Заза Сладкий Ротик незаметно, чтобы не оскорбить его чувств, совала ему в карман пиджака большую часть своего дневного заработка; Дан заходил за ней на рассвете в дом терпимости Изауры Манеты, и они, спокойно спускаясь по улице Сан-Франсиско, шли в уютную комнату, цементный пол которой был устлан душистыми листьями питанги, постель накрыта чистыми простынями, пахнущими лавандой. Вот по дороге Заза и выбирала удобный момент положить ему в карман, но чтобы он не заметил, наивно думала она, эти самые деньги.
– Стоит мне прикинуться грустным – и денежки текут в мой карман, не нанося душевных ран, – говорил Даниэл.

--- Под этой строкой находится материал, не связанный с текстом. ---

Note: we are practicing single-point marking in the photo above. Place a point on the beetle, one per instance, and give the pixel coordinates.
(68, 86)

Дона Асунта Менендес до Аррабал, сорокалетняя аппетитная дамочка, муж которой был владельцем хлебопекарни, выкладывала Дану подарки и деньги в постели, тут же объявляя их цену: это дорогой подарок, красавец, куча денег (она пользовалась скидкой в магазинах друзей мужа). Говорила, где товар изготовлен, и хвалила его качество: английский кашемир, контрабанда, вешала на голого Дана галстуки, покрывала его живот кредитками – вот так-то, красавец.